Casus Belli n°22, octobre 1984, 54 pages, 15 FF.
La couverture est par Pierre-Olivier Vincent (alors âgé de 17 ans), qui est devenu depuis directeur artistique chez DreamWorks (sur How to Train Your Dragons) et qui réalisera aussi, par exemple, des illustrations intérieures (p. 43 dans le scénario AD&D) et la couv' du n°26. L'image semble présupposer toute une histoire implicite obscure, avec son aventurier humain à dos de tortue volante et son petit gnome jovial. Ces couvertures mystérieuses de Casus semblaient toujours faire allusion à un morceau extrait d'une campagne privée.

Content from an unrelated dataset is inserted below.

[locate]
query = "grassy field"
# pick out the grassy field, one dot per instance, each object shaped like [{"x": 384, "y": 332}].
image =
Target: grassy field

A l'époque, je croyais complètement à tort qu'il y avait peut-être une allusion à une intrigue dans la bande-dessinée Elfquest parce que son titre était mentionné. J'ai l'impression qu'il y a plutôt une influence du personnage de Bragon dans la Quête de l'Oiseau du Temps de Loisel (les deux premiers volumes étaient déjà parus en 1984 et à l'époque, on n'avait pas tant de bd de fantasy sous la main).
Nouvelles du Front & Têtes d'Affiches. Denis Gerfaud fait une brève recension plutôt positive de Chill et fait l'éloge de sa Table unique de résolution (ce qu'il va appliquer dans son propre Rêve de Dragon, qui utilise la formule [Caractéristique.x((Compétence+Difficulté+10)/2) %], mais ironiquement dans ce même numéro, il propose de remplacer les tables d'AD&D par une formule). On annonce aussi le jeu de rôle Indiana Jones (en disant seulement qu'il n'y a pas de création de personnage et que le système d'initiative est le plus "poli" car on demande seulement aux PJ de choisir qui agit en premier), Ringworld, Time Masters, la boite Companion (D&D version Frank Metzner niveaux 15-25). En français, on annonce la traduction de l'Appel de Cthulhu, l'arrivée de six Livres Dont Vous Êtes Le Héros de Gallimard (il y a aussi une publicité à la fin du magazine avec des illustrations de chacun de ces six livres), les Chroniques de Linaïs (règles avancées de l'Ultime Epreuve de Fabrice Cayla - Jeux Actuels fait d'ailleurs pas mal de pub dans Casus Belli à cette époque) et Empire Galactique de François Nédélec.
Il y a les résultats d'un sondages sur les articles du n°20 et on y voit à quel point les lecteurs sont plus rôlistes que wargamers : les articles JDR sont systématiquement mieux notés que ceux sur les wargames.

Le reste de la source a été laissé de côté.